Models like ChatGPT and DeepSeek V3 are statistical systems. Using billions of examples, they learn patterns in those examples to make predictions—like how “to whom” often precedes “it could be relevant” in an email.
DeepSeek hasn't revealed much concerning the source of DeepSeek V3's training data. But there’s no defect of public datasets containing text generated by GPT-4 via ChatGPT. If DeepSeek V3 had been trained on this, the model may need remembered a number of the GPT-4 output and now reproduces it verbatim.
“Apparently the model sees raw responses from ChatGPT in some unspecified time in the future, but it surely's not clear where that’s,” Mike Cook, a research fellow at King's College London specializing in AI, told TechCrunch. “It could possibly be 'random'… but unfortunately we've seen cases where people trained their models directly on the outputs of other models to attempt to leverage their knowledge.”
Cook noted that the practice of coaching models based on the outcomes of competing AI systems will be “very bad” for model quality, as it may result in hallucinations and misleading answers like those mentioned above. “Like making a photocopy of a photocopy, we lose increasingly information and connection to reality,” Cook said.
It could also violate the terms of use of those systems.
OpenAI's terms prohibit users of its products, including ChatGPT customers, from using output to develop models that compete with OpenAI's own.
OpenAI and DeepSeek didn’t immediately reply to requests for comment. However, Sam Altman, CEO of OpenAI, released what looked like a… dig at DeepSeek and other competitors on X-Friday.
“It is (relatively) easy to repeat something that you realize works,” Altman wrote. “It’s extremely hard to do something latest, dangerous and difficult once you don’t know if it would work.”

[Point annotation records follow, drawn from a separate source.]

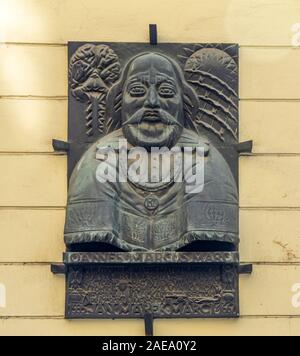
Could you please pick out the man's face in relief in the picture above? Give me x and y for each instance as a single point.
(152, 108)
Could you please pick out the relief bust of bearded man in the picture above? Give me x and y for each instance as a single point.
(152, 105)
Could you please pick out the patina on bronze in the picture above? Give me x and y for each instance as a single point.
(135, 248)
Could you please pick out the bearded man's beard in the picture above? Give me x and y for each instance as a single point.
(152, 135)
(156, 128)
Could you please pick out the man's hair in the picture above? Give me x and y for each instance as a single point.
(115, 96)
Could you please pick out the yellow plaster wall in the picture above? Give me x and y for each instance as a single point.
(33, 186)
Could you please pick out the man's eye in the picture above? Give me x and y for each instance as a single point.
(138, 90)
(166, 91)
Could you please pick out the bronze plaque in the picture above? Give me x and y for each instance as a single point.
(152, 213)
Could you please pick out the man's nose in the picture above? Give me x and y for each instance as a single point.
(152, 98)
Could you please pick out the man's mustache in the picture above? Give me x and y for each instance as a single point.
(163, 116)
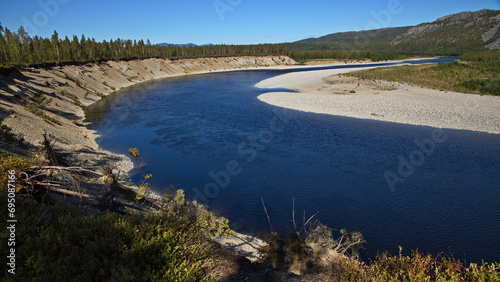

Admittedly, DeepSeek V3 is much from the primary model to misidentify itself. Google's Gemini and others Sometimes claim that they’re competing models. For example in Mandarin, Gemini says that it’s the Wenxinyiyan chatbot from the Chinese company Baidu.
And that's since the Internet, from which AI firms get most of their training data, is continuously evolving littered with AI gradient. Content farms use AI to create Clickbait. Flood bots Reddit And X. At one treasureBy 2026, 90% of the net could possibly be AI-generated.
This “contamination,” for those who will, did it quite difficult to thoroughly filter AI output from training datasets.
It's entirely possible that DeepSeek trained DeepSeek V3 directly on ChatGPT-generated text. Google was once accused eventually doing the identical thing.
Heidy Khlaaf, senior AI scientist on the nonprofit AI Now Institute, said the associated fee savings of “distilling” the knowledge of an existing model will be attractive to developers whatever the risks.
“Even if web data is now stuffed with AI output, other models that by accident trained on ChatGPT or GPT-4 output wouldn’t necessarily show output harking back to custom OpenAI messages,” Khlaaf said. “If DeepSeek had done the distillation partially using OpenAI models, that wouldn’t be surprising.”
However, it’s more likely that plenty of ChatGPT/GPT-4 data found its way into the DeepSeek V3 training set. On the one hand, which means that you can’t trust the model to discover itself. Even more concerning, nevertheless, is the likelihood that DeepSeek V3 could exacerbate a number of the model's problems by uncritically adopting and iterating on GPT-4 outputs Prejudices And Defects.